もうひとつの謎は、暗黒物質です。銀河を通過する光の方向を観測することで、暗黒物質を確認することができるのです。銀河の円盤の回転周波数から、科学者たちはこれを駆動する何かがあるはずだと考えていますが、それが何であるかはまだ分かっていません。
物質と反物質の非対称性を、宇宙に存在する新しい粒子を予測することで説明する理論は数多くあります。その中には、暗黒物質の候補とされる粒子もあります。
多くの科学者が大型ハドロン衝突型加速器を使ってこれらの新しい粒子を研究していますが、今回発表されたのは、大型のオフィスサイズの装置を使って、「電子双極子モーメント」(電子の周りの場が自発的に予測される粒子に変換されていることを示す証拠)を研究したものです。
研究者によると、磁場と粒子の間では常に変化が起こっていて、磁場は粒子に変化し、粒子は磁場に戻って崩壊しています。

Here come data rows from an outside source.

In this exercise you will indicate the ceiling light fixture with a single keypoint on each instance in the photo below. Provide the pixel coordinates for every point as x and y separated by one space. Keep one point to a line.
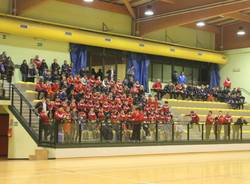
88 1
200 24
149 11
241 31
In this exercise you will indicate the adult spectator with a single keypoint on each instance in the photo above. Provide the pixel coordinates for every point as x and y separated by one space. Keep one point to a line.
175 77
44 125
43 67
157 87
209 124
55 67
227 124
227 84
24 71
131 72
32 73
65 70
237 127
182 78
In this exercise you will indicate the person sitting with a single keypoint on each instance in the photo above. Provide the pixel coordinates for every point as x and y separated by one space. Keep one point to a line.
157 87
227 84
24 68
182 78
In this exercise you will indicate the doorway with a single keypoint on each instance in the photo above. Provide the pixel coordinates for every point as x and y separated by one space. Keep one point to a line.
4 126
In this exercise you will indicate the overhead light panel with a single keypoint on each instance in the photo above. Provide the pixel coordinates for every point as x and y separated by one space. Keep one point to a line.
241 31
88 1
200 24
149 11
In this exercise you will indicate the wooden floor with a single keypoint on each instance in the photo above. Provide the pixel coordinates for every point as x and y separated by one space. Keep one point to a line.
216 168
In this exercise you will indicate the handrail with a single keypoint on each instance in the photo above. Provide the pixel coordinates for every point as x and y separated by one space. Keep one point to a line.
246 91
23 98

この変化を観察するために、研究者たちはこれらの予測された粒子を「仮想的に作られた粒子」と呼んでいる。電子を、両端に小さな正と負の電荷を持つ分子のように見せるという考え方です。電界を持つ電子は完全な球体ではなく、かなりつぶれた状態になっています。
どのように実現したのか?
画像元: Stephen Alvey/Michigan Engineering
これを実現するために、研究者たちは、レーザーが特定の量子状態になる小さな部屋にビーム(冷たい酸化トリウムの分子を含む)を発射しました。レーザーは、監視された磁場の中で2枚の荷電プレートの間を通過するため、分子と電子の向きを変えることができます。

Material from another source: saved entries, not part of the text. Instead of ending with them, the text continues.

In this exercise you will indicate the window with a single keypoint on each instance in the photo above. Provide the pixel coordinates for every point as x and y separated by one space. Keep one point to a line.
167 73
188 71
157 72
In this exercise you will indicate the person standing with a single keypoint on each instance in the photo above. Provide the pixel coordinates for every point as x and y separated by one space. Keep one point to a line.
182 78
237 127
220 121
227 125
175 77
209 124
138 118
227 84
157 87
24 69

別の「読み取り用」レーザーは、チャンバーから出てくる分子に焦点を当て、発光させます。この光を観察することで、電子が飛行中に転がるか、ねじれるかを検出することができます。
今回の研究では、電子の双極子モーメントが観測されなかったと報告されています。このことは、新しい粒子が予想されたものとは異なる性質を持つことを示しています。標準模型を超える粒子を説明する理論には、重大な見直しが必要かもしれません。
この研究では、標準モデルの先に何があるのかを説明することはできませんが、今後も努力を続けていく価値があることは間違いありません。